Nesta época já havia os padres ricos, cantores e padres da
televisão. O padre me respondeu da seguinte maneira:
- Seu merdinha, filho de mamãe. Você é um retardado ao pensar
que alguém é bonzinho. Ninguém é bom. Só Deus é bom. Você já
viu alguém ajudar alguém? Obra de caridade é só para desviar
dinheiro. Pobre é só marketing para campanha eleitoral. Quem
talvez goste de pobre é assiste social. Quem ajuda a gente é só pai
e mãe e olhe lá, porque as vezes nem eles. É isso mesmo. O
mundo é assim mesmo. E o que vai fazer? Pensa que pode salvar o
mundo? Nem Jesus salvou o mundo. No Brasil nada se faz sem
politica. Aqui neste país quem não rouba e quem não herda só tem
merda. Aqui tudo é corrupção. Tudo é politica. As pessoas são
muito ingênuas em acreditar em caridade. Já viu caridade sem
interesses? Você já viu hein seu merdinha? Se abrir o bico, mando
te matar. Vou falar com o prefeito e os vereadores que você já sabe
demais.
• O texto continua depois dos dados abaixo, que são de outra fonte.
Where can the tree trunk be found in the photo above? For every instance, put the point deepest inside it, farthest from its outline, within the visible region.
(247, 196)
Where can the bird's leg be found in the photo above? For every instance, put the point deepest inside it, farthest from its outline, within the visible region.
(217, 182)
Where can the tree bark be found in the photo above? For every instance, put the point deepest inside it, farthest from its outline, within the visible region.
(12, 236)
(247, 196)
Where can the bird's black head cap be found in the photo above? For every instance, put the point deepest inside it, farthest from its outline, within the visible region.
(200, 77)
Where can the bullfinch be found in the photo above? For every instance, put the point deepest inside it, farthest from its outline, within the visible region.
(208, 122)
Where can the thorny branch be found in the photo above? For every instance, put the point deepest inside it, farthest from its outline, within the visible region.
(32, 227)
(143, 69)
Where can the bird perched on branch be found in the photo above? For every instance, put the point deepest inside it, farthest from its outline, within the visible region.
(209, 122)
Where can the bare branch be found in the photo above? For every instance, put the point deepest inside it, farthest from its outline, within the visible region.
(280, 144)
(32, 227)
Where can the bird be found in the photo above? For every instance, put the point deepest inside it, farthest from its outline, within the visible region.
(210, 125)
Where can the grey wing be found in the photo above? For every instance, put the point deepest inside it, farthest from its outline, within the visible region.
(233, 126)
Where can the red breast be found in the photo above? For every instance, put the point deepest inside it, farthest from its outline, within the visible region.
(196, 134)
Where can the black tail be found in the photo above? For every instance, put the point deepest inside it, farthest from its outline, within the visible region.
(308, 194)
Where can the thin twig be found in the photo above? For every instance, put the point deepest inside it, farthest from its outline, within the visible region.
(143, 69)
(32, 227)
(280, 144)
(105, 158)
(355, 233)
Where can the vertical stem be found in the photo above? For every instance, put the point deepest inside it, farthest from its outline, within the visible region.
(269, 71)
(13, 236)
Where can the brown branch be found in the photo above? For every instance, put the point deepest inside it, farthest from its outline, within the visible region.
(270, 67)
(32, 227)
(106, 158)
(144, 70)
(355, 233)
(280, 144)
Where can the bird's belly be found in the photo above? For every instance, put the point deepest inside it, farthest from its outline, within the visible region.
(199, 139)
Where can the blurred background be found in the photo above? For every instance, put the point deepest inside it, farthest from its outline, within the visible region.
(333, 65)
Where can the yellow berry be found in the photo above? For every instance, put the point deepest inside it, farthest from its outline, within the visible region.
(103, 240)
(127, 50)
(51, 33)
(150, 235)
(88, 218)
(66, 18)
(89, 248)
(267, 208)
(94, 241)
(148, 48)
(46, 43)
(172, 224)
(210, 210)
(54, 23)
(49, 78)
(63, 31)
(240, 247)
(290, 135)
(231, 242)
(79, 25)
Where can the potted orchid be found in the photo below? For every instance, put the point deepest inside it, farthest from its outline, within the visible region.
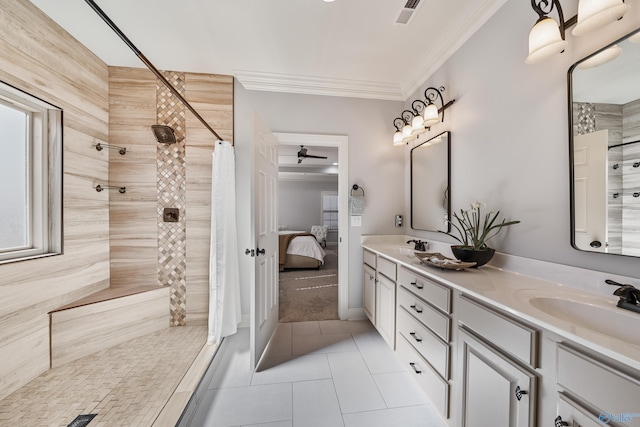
(474, 230)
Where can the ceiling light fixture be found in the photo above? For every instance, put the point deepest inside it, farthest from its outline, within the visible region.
(422, 115)
(547, 37)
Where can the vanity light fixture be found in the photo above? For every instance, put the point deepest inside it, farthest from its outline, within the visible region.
(422, 115)
(547, 37)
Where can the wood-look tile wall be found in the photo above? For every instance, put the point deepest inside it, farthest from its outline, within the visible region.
(134, 229)
(37, 56)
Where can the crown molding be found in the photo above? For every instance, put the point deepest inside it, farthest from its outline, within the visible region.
(273, 82)
(464, 27)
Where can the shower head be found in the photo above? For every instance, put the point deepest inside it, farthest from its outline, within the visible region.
(164, 134)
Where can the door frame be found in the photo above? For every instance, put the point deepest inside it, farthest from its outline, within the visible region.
(342, 143)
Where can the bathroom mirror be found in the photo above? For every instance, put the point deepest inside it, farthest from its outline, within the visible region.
(604, 123)
(430, 178)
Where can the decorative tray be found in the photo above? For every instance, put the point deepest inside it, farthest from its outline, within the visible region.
(436, 259)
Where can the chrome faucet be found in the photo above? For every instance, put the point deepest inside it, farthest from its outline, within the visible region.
(629, 296)
(419, 245)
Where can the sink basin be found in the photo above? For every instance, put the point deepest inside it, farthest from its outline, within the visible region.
(602, 317)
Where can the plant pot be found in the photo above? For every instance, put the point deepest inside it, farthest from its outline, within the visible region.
(468, 254)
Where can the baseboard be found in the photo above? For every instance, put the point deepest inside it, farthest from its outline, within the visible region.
(356, 314)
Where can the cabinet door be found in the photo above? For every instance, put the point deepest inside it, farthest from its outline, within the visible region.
(386, 309)
(495, 390)
(369, 293)
(574, 414)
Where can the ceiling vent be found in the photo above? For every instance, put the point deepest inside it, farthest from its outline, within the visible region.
(407, 12)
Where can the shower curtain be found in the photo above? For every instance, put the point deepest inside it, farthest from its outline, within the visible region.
(224, 283)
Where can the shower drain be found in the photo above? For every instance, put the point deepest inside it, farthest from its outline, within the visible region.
(82, 420)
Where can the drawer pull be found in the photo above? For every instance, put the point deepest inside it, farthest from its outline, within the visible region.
(560, 422)
(520, 393)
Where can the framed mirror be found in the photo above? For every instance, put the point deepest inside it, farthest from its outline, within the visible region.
(604, 128)
(430, 184)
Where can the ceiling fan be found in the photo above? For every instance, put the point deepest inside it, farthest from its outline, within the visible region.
(302, 154)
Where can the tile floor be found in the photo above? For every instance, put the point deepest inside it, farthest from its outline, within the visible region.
(326, 374)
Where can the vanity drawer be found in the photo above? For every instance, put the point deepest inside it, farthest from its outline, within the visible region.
(429, 316)
(369, 258)
(508, 334)
(386, 267)
(437, 294)
(429, 381)
(593, 381)
(430, 347)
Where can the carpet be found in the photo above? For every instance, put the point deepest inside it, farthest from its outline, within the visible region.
(307, 295)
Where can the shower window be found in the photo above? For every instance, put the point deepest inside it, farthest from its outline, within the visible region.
(30, 176)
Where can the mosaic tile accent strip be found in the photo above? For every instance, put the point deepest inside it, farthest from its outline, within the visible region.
(586, 118)
(172, 236)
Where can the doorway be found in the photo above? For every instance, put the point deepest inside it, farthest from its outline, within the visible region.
(337, 240)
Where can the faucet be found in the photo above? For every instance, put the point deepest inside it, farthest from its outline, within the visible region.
(419, 245)
(629, 296)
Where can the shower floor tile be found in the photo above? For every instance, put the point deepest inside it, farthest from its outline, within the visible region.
(128, 384)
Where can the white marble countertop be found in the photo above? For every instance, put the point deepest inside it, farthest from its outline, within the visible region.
(513, 293)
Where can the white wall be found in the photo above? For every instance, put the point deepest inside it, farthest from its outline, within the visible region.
(300, 203)
(374, 163)
(510, 134)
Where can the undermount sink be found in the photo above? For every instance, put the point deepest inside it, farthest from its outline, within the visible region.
(598, 316)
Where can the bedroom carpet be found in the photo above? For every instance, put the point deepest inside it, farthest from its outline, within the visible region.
(307, 295)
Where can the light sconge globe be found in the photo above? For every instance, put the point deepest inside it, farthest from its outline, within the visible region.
(417, 123)
(431, 116)
(407, 131)
(544, 40)
(594, 14)
(602, 57)
(397, 138)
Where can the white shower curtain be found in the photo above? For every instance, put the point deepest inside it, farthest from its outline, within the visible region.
(224, 282)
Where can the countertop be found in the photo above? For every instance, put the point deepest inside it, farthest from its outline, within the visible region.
(514, 293)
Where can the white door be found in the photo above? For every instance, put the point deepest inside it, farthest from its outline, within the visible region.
(590, 190)
(264, 292)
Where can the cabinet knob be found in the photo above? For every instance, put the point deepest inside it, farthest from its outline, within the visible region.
(559, 422)
(520, 393)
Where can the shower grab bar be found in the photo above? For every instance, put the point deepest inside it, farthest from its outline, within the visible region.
(149, 65)
(100, 188)
(100, 146)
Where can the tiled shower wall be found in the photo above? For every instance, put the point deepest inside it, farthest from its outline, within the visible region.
(144, 250)
(623, 125)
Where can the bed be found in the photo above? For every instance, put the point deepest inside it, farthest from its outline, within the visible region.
(299, 249)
Seu merda ! Você é pago para fazer seu trabalho, não para
dizer o que é certo ou errado.
Eu fiquei estarrecido quando vi um homem com o qual convivi
durante boa parte de minha vida falar daquele modo.
Ele foi embora. Eu fiquei sozinho na igreja chorando. Estava o
templo semiescuro. Foi quando vi a imagem do Cristo. Coloquei
a mão nela e minha mão afundou dentro da cabeça da imagem do
Cristo. Estava podre. Cheia de cupins. Os cupins comiam seus
braços e suas pernas. Saiam cupins dos seus olhos. Saiu um pó de
madeira, fezes de cupins com sangue. A cruz do Cristo estava
cheia de cupins e eles quebraram os braços da velha cruz de
madeira. Era uma cena horrível. Cena de filme de terror. Quando
olhei para as outras imagens estavam todas corroídas pelos
cupins. Parte do teto caiu perto de mim. O piso começou a
afundar. Haviam buracos enormes de cupins em São Bento, Nossa
Senhora de Aparecida, no São Francisco de Assis. Era uma cena
terrível. Sai correndo. A velha igreja começou a desabar e
desabou. Um bêbado que estava na calçada falou:
“falei que essa porra iria desabar” ele deu risadas medonhas.
Dei sorte de ter escapado com vida.
Fui imediatamente a policia e contei tudo ao delegado, chamamos
o jornais. Entreguei cópias dos documentos. Fugi para outra
cidade. Mudei de nome. Dois anos depois eu estava dando aulas
na escola de Ribeirão Preto quando um homem entrou na sala de
aula. Eu estava corrigindo as provas dos alunos. Eu pensei que
fosse pai de aluno. O homem entrou e falou: “ O Padre José
Carlos te manda lembranças da cadeia” me deu três tiros.
Homem fugiu e nunca o encontraram. Eu morri. Me colocaram
num caixão de madeira. Minha matéria foi apodrecendo. Os
vermes comeram a minha carne. A matéria do caixão também. Os
cupins comeram a madeira do meu caixão. Os cupins cobriram
tudo. Cobriram todo meu corpo como um lençol.
- Saiam daqui. Seus cupins malditos! Porque corroem a única
coisa que me sobrou? Porque comem a madeira de meu descanso?
Porque comem meu caixão? me deixem em paz vermes malditos!